Ich hab letztens eine 3.5" 1TB für 50 Euro bekommen.
Nur bitte sichere deine Daten nicht auf einem USB-Stick wie jemand in meiner Verwandschaft.
Da haben sich inzwischen 5 USB-Sticks angesammelt.

Bevor du aber den Rechner platt machst dann sag vorher bescheid dann können wir dir noch sagen was du neben deinen normalen Daten noch so sichern solltest um das Win XP dannach so benutzen zu können wie jetzt.

Viele Grüße


----------



## Birgit (14. Juli 2010)

Hallo Jan-Frederik Stieler, 
hallo Johannes7146 !

Wie gesagt, jetzt werde ich mir mal überlegen welche der vielen Möglichkeiten ich nehme.
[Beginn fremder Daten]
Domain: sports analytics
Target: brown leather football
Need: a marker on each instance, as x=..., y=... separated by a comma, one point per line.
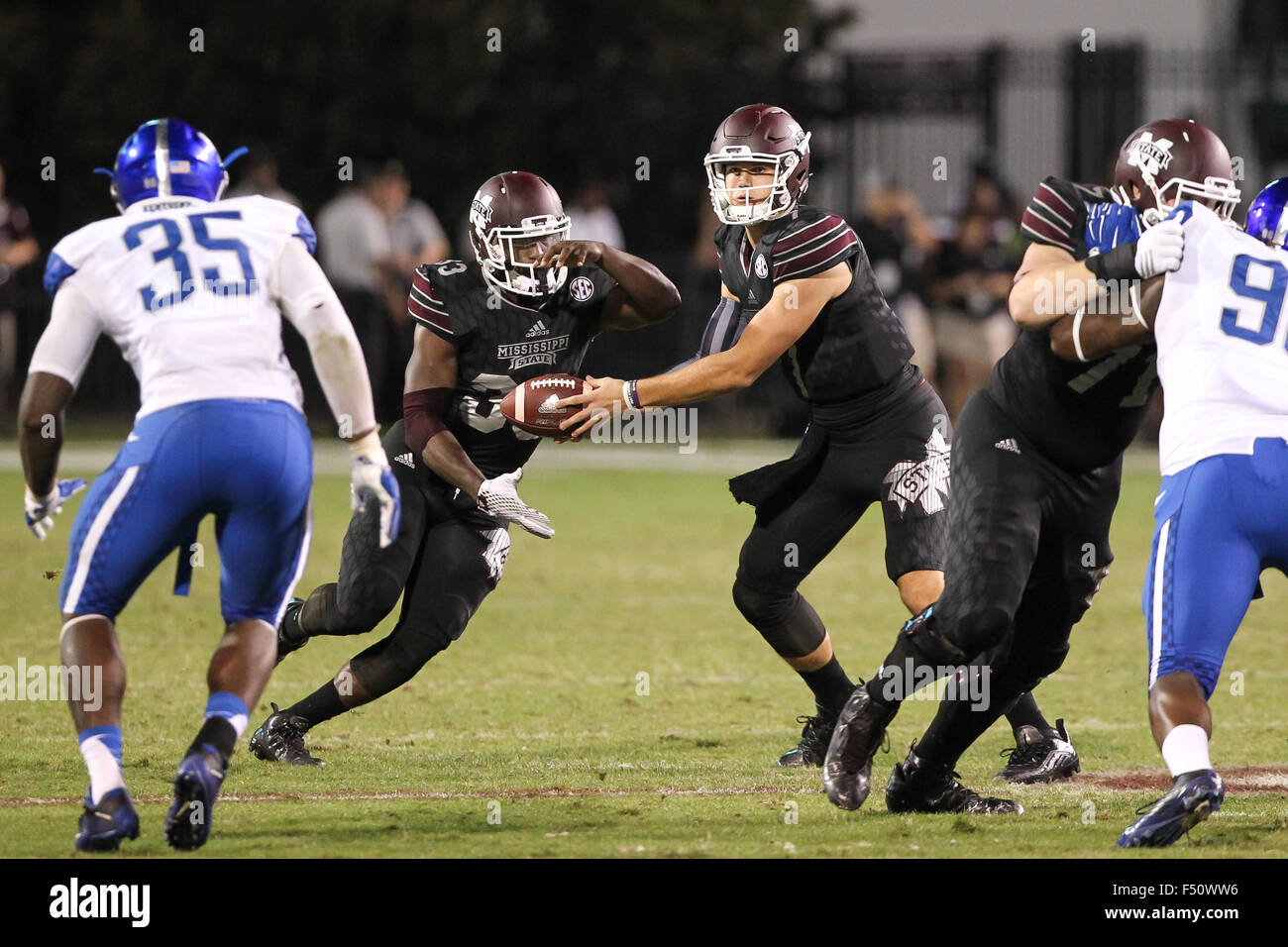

Ich danke Euch (allen) für die Hilfe und die Ratschläge und melde mich hier  ggf. wieder,  wenn ich in der Sache nochmal Hilfe brauche.


----------



## BirgitC (15. August 2010)

Hallo allerseits,

ich habe nochmal eine Frage und zwar möchte ich mir einen Arbeitsspeicher dazukaufen, wie mir Bratkartoffel geraten hat.
Derzeit habe ich den Arbeitsspeicher:
-----DATARAM  DDR  256MB mit 266 MHz Taktfrequenz-------

Bei ebay habe ich einen Arbeitsspeicher mit 512MB gefunden, den würde ich mir gerne kaufen. Die Beschreibung des Verkäufers war folgendermassen:

-------512MB DDR RAM DDR266 PC2100 266 MHz PC266 512 MB NEU !!------
Artikelmerkmale - Arbeitsspeicher
Zustand: 	
Neu: Neuer, unbenutzter und unbeschädigter Artikel in nicht geöffneter Originalverpackung. Die Verpackung sollte der im Einzelhandel entsprechen. Ausnahme: Der Artikel war ursprünglich in einer Nichteinzelhandelsverpackung verpackt, z. B. unbedruckter Karton oder Plastikhülle. Weitere Einzelheiten im Angebot des Verkäufers. Alle Zustandsdefinitionen aufrufen– wird in einem neuen Fenster oder auf einer neuen Registerkarte/einem neuen Tab geöffnet... Mehr zum Thema Zustand
	Zustand: 	Neu
Marke: 	Nach Verfügbarkeit z.B. Aeneon, Qimonda, A-DATA, Trinity, Micron, Elixir, Hynix, Tyrex...	Anwendungsbereich: 	PC-Systeme
Speicherbandbreite: 	DDR-266 (PC2100)	Typ: 	DDR-SDRAM, 184PIN
Besonderheiten: 	Unbuffered, Dual Channel-fähig	Kapazität: 	512 MB



 512MB DDR RAM DDR266/333/400 PC2100-PC3200 MHz

Art.nr.: 31980880


Bild kann von Form und Farbe abweichen

Dual-Channel fähig!

Der Speicherturbo für Ihren PC!

Produktbeschreibung:

    * RAM Arbeitsspeicher von verschiedenen Herstellern
    * z.B. Aeneon, Micron, Elixir, V-DATA,...
    * Für alle Mainboards/Chipsätze geeignet!
    * Beste Qualität und Kompatibilität!
    * Dual-Channel-Fähig!
    * Bauform: DIMM
    * Speichertyp: DDR
    * maximaler Datentransfer: 3,2GB/sek.
    * Speicher: 512 MB
    * Bustakt: DDR 266 (PC2100)/DDR333 (PC2700)/DDR400 (PC3200)
    * Pin-Zahl: 184
    * 10 Jahre Herstellergarantie
    * Kompatibel zu PC3200/2700/2100 (DDR400/DDR333/DDR266) !!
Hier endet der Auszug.